Thinking about Pre-Death Best Friend!Reader x Red Hood!Jason Todd who craves the intimate personal connection and affection he once had with you but is so terrified of letting people in that he watches from the sidelines to make sure you’re okay. All he wants is you to be happy.
Jason Todd who hasn’t tried to see you since he came back. He’s seen his family, albeit mostly reluctantly, but he can’t bring himself to insert himself back into your life. Not the way he is now. You won’t want him the way he is now.
Jason Todd who made your apartment a key feature of his patrolling route, your workplace too. You still sometimes walk home alone at night despite how often he told you not to back in his Robin days. You’re just as stubborn as ever and though he worries for your safety, the sense of familiarity it gives him provides a semblance of comfort when everything about him feels so unbelievably wrong now.

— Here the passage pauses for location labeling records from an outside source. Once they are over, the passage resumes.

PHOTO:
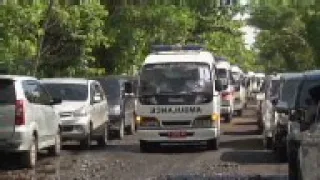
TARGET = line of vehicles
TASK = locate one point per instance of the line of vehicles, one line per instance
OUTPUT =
(178, 97)
(289, 105)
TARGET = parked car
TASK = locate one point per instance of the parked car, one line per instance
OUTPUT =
(267, 115)
(121, 105)
(302, 112)
(28, 119)
(83, 111)
(289, 84)
(240, 91)
(227, 95)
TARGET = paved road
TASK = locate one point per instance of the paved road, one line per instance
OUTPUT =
(241, 153)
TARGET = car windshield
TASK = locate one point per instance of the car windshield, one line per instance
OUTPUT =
(68, 92)
(236, 76)
(289, 92)
(222, 73)
(7, 92)
(112, 88)
(175, 78)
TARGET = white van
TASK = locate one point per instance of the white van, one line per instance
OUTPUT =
(178, 102)
(223, 69)
(240, 91)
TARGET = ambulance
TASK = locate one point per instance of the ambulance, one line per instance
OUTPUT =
(178, 100)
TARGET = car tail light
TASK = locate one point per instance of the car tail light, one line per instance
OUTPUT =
(20, 113)
(226, 95)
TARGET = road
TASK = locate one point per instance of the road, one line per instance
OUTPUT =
(240, 153)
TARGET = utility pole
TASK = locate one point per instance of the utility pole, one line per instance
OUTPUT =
(41, 40)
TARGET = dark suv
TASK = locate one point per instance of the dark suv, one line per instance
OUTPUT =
(121, 105)
(301, 116)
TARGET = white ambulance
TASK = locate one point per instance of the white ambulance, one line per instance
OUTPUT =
(177, 100)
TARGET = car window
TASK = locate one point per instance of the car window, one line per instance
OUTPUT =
(98, 90)
(289, 91)
(305, 92)
(68, 92)
(7, 91)
(35, 93)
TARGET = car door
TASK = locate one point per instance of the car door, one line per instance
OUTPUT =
(92, 109)
(7, 108)
(31, 90)
(101, 105)
(128, 107)
(51, 120)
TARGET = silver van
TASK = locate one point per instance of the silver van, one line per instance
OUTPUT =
(28, 121)
(83, 111)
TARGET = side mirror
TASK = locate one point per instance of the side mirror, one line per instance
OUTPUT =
(260, 97)
(97, 98)
(308, 101)
(55, 101)
(237, 88)
(274, 101)
(128, 88)
(282, 107)
(218, 85)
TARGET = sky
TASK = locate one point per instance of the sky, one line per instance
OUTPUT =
(250, 31)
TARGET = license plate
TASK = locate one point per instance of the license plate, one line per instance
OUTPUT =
(175, 100)
(177, 134)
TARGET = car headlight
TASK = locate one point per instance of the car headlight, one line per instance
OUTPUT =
(80, 112)
(148, 122)
(115, 110)
(202, 99)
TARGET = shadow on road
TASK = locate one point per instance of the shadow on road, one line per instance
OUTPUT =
(248, 123)
(247, 132)
(243, 144)
(249, 157)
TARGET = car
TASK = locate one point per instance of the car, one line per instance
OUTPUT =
(223, 72)
(121, 105)
(240, 91)
(301, 112)
(83, 111)
(265, 120)
(28, 122)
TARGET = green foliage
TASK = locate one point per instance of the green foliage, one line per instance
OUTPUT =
(93, 39)
(289, 39)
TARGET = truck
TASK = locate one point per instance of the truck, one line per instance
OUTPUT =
(228, 92)
(240, 90)
(178, 99)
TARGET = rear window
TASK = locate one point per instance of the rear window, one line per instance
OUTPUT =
(222, 73)
(307, 85)
(7, 92)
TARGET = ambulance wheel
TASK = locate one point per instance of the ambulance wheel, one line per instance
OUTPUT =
(145, 146)
(227, 118)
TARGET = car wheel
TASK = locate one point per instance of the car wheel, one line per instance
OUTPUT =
(120, 133)
(227, 118)
(29, 158)
(268, 143)
(293, 163)
(132, 128)
(103, 140)
(86, 143)
(213, 144)
(56, 149)
(145, 146)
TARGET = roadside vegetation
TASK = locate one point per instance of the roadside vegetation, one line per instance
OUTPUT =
(95, 38)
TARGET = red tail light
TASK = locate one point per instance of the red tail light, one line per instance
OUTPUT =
(226, 96)
(20, 113)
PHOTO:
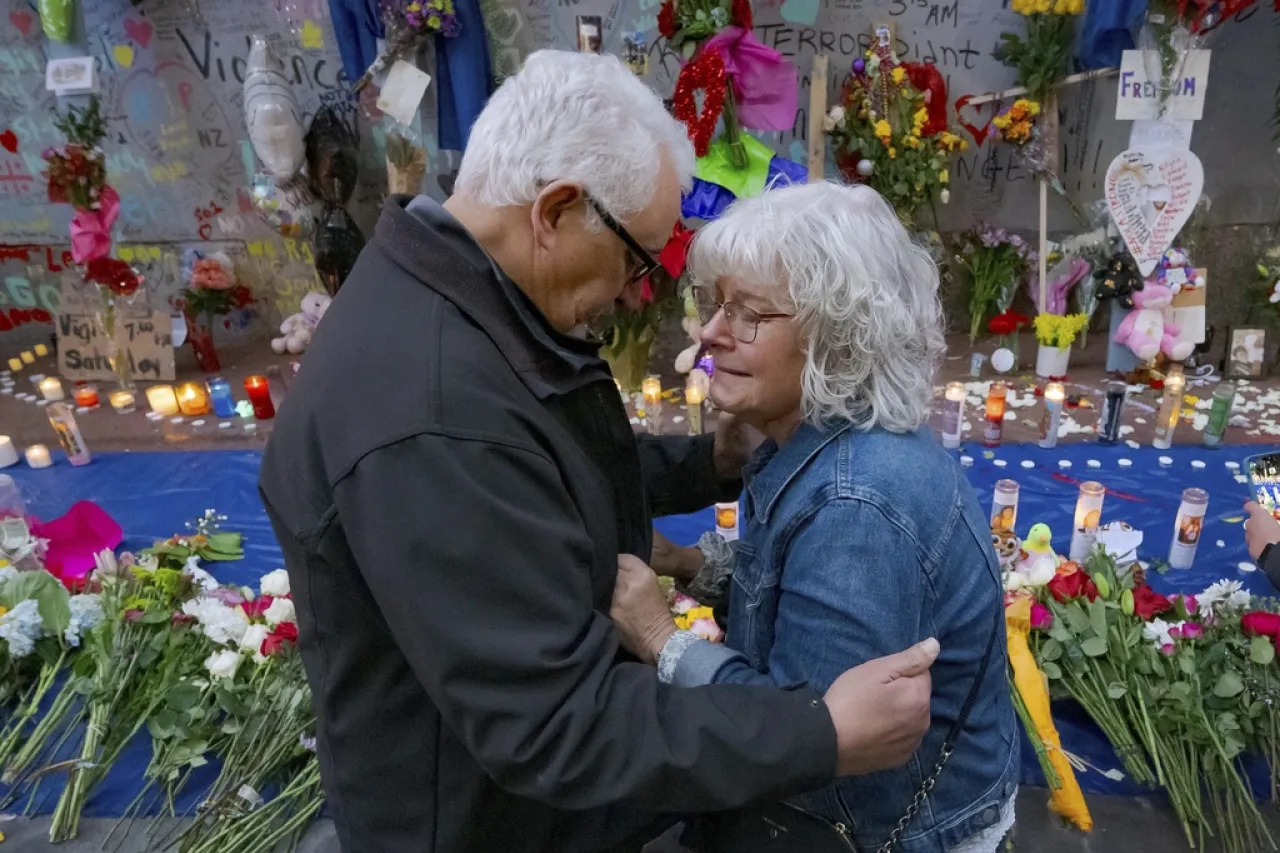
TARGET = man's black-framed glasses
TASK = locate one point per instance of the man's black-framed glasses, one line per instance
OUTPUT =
(744, 323)
(640, 263)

Jason Todd who had to try and hide in the small bookstore you both frequent recently. It’s quaint, cozy and feels like taking a step outside of Gotham every time he visits. Something so homey doesn’t belong in this city. Though he supposes it makes sense that you would be here, you feel just as much like home to him. He’s too big to hide behind the shelves standing, so he finds himself crouching, pretending to be looking intently for a novel on the bottom shelf of the classics section. He hasn’t moved an inch since he heard the bell chime, and your voice carry through the space as you shook your damp umbrella off on the doormat. He listens to you chat with the young kid working the counter, picking up a special cloth-bound edition of Pride and Prejudice you’d ordered earlier in the week. It makes him smile, you’d always said you hated classics, that they were boring, until you’d both laid down under the big oak tree that sat on the edge of Wayne Manor’s grounds and let him read it to you. He remembers the sunshine, dappled, and filtering through the leaves. He remembers the way the light kissed your face. How he wished he could do the same. Even then. But he was afraid. Too afraid to risk losing your friendship, the only real one he’d ever had. He’s still too afraid. He supposes not everything about him has changed.
Jason Todd who has accidentally (he thinks, maybe, mostly) started to run into you as Red Hood. Softly knocking on the window from your fire escape. Behaviour uncharacteristic of ‘Red Hood the vigilante’ as you knew him, supposedly gruff and imposing. Asking quietly to monitor an ongoing situation from your fire escape. It really was the best vantage point. Some goon posted himself in the shady alley between buildings, selling drugs to local kids and he needed to make sure he wouldn’t come back again after Hood had put the fear of god in him the night previous. He tries to tell himself that the roof would have obstructed his view too much. If you don’t know about Jason he can’t hurt you so this is okay. You of course say yes. You’ve heard what people have to say about Red Hood, adults and the elite who spit his name with vitriol, but you’ve also seen the kids on the street who excitedly wait for their daily high five from the masked man. You know who you believe. You bring him a bottle of water halfway through the stakeout, you shrug lightly in response to his thank you and return to reading on the couch. Window open, sheer curtains blowing softly in the light breeze. He can’t remember a time he felt so calm.